The unions’ brief claimed the judge’s order will endanger in-person classes and questioned a court’s ability to make judgments on scientific matters or evaluate policy tradeoffs. They made that argument just a month after judgments on scientific matters and policy were forced on Chicago schools by the Chicago Teachers Union when it walked out on students for five days to get its preferred mitigations in place. CTU pushed for remote schooling despite public health authorities affirming the safety of in-person classes.

Illinois would be one of only 11 states with a statewide school mask mandate if the teachers unions got their way, according to the New York Times.
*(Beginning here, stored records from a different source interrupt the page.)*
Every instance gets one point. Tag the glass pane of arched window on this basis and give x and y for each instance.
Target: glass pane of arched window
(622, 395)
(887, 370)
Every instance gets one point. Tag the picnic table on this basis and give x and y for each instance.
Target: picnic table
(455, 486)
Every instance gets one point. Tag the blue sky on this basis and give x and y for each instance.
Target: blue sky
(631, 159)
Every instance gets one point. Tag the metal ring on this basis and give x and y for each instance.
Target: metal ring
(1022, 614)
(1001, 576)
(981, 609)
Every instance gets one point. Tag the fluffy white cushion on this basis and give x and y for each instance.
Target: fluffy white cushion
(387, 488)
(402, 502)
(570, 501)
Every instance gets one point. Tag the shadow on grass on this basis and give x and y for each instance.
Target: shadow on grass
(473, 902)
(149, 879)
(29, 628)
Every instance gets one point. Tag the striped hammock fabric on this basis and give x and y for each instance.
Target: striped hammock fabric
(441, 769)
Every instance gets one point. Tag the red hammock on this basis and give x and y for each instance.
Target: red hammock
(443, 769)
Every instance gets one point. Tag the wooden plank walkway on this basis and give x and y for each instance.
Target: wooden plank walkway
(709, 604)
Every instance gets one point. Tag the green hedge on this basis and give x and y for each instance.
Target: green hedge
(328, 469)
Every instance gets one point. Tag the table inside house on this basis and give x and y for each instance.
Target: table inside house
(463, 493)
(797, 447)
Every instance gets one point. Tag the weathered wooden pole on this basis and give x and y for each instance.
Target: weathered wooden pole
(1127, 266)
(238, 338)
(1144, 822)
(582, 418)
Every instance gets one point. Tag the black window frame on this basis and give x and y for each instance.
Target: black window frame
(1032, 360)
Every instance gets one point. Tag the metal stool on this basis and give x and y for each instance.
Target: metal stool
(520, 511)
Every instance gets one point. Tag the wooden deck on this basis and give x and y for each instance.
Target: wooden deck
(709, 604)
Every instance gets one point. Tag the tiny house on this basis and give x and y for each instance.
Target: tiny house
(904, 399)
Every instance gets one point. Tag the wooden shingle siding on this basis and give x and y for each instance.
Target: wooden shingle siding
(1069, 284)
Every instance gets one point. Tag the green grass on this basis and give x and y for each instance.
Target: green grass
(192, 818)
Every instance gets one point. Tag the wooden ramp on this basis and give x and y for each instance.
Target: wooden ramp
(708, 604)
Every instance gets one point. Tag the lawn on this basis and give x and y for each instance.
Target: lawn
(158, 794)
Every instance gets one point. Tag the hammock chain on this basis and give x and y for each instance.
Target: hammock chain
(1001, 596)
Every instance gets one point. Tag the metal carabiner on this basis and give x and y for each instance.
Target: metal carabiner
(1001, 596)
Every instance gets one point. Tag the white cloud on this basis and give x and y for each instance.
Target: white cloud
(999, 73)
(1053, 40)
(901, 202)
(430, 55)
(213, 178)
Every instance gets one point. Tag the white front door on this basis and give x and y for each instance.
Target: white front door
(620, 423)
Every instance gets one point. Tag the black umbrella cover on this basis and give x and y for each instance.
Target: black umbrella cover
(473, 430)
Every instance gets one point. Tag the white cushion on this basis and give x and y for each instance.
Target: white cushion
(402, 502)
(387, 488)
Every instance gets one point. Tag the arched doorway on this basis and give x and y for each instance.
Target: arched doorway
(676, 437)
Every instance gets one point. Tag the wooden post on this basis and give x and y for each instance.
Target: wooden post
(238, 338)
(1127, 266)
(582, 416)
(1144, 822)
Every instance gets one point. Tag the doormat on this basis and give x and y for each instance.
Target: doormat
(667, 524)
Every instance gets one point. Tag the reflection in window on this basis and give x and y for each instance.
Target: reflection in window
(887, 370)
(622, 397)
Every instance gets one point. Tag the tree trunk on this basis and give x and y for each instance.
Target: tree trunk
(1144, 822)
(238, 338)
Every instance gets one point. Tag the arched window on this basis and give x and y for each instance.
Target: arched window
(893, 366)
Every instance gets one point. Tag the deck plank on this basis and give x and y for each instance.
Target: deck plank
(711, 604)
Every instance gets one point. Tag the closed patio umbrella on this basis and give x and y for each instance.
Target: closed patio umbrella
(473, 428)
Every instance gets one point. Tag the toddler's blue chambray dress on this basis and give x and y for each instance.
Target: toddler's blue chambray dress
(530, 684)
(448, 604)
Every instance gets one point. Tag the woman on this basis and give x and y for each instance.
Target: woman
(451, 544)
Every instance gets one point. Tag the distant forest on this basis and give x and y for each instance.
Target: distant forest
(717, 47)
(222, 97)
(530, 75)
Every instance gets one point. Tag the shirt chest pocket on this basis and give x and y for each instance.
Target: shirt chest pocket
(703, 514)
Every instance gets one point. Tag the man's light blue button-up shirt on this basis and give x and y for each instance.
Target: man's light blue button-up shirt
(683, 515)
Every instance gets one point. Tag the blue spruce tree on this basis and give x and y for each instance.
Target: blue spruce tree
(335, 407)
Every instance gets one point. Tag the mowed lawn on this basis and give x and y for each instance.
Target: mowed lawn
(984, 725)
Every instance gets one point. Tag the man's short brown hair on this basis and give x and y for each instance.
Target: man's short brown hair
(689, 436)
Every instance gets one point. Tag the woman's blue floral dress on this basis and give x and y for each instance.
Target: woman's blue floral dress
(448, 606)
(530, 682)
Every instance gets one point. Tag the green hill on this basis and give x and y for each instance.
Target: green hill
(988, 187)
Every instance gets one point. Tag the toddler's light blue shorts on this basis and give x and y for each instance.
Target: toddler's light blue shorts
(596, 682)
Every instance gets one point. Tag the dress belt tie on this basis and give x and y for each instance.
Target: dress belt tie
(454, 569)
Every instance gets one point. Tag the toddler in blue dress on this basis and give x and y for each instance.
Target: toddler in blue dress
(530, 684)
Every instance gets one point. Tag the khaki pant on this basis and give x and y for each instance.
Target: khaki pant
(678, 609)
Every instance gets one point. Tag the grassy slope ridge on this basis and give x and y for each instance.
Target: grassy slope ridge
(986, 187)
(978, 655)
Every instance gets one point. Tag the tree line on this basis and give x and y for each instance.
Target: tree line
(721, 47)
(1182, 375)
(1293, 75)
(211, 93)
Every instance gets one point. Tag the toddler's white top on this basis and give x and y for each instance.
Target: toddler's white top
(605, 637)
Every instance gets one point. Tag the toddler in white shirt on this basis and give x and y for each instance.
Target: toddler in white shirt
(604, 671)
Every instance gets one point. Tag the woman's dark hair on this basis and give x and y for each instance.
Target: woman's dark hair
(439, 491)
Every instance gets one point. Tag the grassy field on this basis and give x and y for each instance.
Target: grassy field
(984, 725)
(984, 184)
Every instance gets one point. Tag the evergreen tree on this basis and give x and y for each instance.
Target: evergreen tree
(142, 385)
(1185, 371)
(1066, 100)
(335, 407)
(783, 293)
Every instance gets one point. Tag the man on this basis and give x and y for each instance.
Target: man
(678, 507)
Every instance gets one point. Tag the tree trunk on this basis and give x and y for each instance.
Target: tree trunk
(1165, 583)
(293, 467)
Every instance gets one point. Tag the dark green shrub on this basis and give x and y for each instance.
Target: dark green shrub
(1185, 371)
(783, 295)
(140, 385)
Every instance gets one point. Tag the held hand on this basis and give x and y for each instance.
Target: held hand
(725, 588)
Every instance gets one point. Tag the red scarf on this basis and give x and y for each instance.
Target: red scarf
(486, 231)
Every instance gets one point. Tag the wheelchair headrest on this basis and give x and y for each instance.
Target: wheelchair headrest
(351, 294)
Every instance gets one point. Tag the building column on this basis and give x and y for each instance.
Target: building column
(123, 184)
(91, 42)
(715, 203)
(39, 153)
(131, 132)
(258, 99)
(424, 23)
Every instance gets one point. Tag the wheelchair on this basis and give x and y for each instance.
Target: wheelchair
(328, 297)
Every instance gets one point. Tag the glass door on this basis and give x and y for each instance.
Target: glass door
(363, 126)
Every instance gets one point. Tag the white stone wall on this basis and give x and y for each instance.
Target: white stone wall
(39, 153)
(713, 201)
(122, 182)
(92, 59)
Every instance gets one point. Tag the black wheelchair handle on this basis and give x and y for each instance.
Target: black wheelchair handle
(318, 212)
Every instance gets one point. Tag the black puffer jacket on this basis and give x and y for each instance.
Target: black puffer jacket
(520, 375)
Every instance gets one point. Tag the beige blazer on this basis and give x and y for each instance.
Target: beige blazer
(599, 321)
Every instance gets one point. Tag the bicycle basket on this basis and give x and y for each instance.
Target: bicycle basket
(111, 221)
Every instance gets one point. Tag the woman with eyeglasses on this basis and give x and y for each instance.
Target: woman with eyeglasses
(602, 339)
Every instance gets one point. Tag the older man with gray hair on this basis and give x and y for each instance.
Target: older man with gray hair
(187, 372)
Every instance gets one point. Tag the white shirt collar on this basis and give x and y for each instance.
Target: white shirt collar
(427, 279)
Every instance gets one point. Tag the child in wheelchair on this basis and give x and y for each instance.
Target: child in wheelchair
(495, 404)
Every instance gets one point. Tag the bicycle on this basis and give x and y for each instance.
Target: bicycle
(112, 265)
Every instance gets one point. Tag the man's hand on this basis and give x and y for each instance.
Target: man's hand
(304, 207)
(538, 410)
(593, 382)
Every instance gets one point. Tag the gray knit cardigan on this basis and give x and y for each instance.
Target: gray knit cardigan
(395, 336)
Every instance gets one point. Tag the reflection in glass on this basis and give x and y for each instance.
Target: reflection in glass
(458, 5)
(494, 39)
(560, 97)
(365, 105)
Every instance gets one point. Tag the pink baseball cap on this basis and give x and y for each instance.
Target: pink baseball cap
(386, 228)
But while Pritzker announced Illinois will lift the general statewide indoor mask mandate Feb. 28, he did not say when it would be lifted for school children.

Even so, because of Grischow’s order and pending litigation, over 550 Illinois school districts have gone “fully masks optional,” according to the plaintiffs’ attorney.

The order teachers unions sought to reverse is temporary, and it is likely Pritzker will elevate his fight to the Illinois Supreme Court. Even then, the merits of the case have not been addressed, and litigation can take months and even years. To give parents and students certainty about restrictions governing their schools, the state should limit emergency powers through legislation passed by the Illinois General Assembly.

Several states have been moving to limit executive powers since the perils of their overuse were shown during the COVID-19 pandemic. Illinois lawmakers have seen what happens when one person decides for an entire state, and should act before it happens again.